I would also recommend dropping the mod operation because that's another division - if your grid size is a power of 2 you can use & (gridsize-1) which will also allow you to delete the conditional code at the bottom which is another big savings.

On another note, using overloaded operators may be hurting you. This is a touchy subject here so I'll let you experiment with it and decide for yourself.

answered Dec 08 '10 at 12:10

phkahler

5,687
1
23
31

x, y and z are only public members which store a float. Therefore, there are no overloaded operators at this point. – Etan Dec 09 '10 at 10:39
1

Also, most compilers will automatically convert division by a constant to multiplication by a constant if there is any value to doing so.

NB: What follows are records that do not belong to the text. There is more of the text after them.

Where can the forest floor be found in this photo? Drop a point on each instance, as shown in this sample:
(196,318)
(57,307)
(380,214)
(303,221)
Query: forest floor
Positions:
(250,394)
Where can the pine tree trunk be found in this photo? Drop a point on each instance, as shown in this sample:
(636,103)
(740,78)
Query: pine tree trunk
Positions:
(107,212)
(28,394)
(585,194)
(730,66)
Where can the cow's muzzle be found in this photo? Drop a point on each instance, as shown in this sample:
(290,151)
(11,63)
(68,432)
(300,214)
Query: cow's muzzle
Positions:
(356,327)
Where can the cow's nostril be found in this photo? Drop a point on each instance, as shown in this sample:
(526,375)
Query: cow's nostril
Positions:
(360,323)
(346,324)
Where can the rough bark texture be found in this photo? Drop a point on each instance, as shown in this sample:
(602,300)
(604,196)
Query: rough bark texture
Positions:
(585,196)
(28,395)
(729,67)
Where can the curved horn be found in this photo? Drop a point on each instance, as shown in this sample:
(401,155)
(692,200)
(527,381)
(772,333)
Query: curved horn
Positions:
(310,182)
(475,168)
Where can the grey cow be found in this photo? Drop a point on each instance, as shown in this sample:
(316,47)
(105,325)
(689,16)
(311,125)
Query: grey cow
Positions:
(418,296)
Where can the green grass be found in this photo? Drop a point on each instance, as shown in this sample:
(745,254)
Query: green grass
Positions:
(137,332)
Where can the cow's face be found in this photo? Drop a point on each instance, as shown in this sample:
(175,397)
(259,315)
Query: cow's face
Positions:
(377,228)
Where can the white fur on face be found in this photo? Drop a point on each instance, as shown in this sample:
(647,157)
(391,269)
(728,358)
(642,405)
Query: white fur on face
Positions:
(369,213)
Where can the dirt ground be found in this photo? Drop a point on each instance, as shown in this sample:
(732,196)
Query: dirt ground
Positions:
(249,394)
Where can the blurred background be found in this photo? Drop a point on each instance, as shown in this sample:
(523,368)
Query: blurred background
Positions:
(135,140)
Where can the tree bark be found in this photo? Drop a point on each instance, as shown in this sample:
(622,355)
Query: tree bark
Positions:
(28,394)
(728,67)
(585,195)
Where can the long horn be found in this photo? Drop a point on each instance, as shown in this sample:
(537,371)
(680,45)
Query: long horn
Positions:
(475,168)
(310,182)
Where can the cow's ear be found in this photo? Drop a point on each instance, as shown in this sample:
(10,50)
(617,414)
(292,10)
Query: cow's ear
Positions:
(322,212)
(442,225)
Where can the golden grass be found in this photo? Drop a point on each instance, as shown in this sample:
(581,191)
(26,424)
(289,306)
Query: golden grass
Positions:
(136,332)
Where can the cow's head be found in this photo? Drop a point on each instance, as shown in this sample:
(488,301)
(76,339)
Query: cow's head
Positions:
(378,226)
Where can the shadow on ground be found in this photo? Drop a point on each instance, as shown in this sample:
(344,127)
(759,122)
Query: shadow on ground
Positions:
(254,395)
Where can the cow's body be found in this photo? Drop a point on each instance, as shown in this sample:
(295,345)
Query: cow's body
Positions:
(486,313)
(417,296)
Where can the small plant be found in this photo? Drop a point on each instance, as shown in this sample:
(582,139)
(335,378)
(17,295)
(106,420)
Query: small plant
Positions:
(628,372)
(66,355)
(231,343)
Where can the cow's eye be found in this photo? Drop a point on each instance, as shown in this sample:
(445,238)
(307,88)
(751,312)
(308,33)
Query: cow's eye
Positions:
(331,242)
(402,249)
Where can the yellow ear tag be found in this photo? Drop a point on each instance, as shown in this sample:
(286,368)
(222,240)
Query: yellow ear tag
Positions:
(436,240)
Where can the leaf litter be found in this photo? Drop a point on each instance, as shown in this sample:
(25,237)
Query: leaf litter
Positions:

This even applies for things that are only constant for the loop, though that will only apply if this function gets inlined into the loop. Still, since this is a problem case, the experiment is worthwhile. If grid size is a constant power of 2, the `%` should be optimised to a bitwise and. If not, it could be worth imposing that power-of-two rule and using bitwise and directly. – Dec 09 '10 at 11:49
1

@Steve - according to K&R, the sign of the % operator is machine dependent. So using it in place of & would not be portable. Also, as long as gridsize is a variable that optimization won't be possible at compile time. I guess I prefer to make those optimizations manually rather than let the compiler do it. – phkahler Dec 10 '10 at 00:37
for the compiler optimisation, it would be using & for % rather than visa versa, and some compilers (IMO notably GCC) will do optimisations that change behaviour when that behaviour is undefined by the standard. It probably is a relatively unlikely case, though, now you mention it - most likely only compilers that already use the modulo (never negative) semantics will use the optimisation automatically, but I believe most use the remainder semantics to match truncating division (meaning results can be negative). – Dec 10 '10 at 11:15

score 1 · Answer 2 · 2010-12-09T12:29:47.367

I assume you use floor because negative values are possible, and because you don't want an anomaly due to the default truncation when you cast to int (values rounding toward zero from both sides, making some oversized voxels).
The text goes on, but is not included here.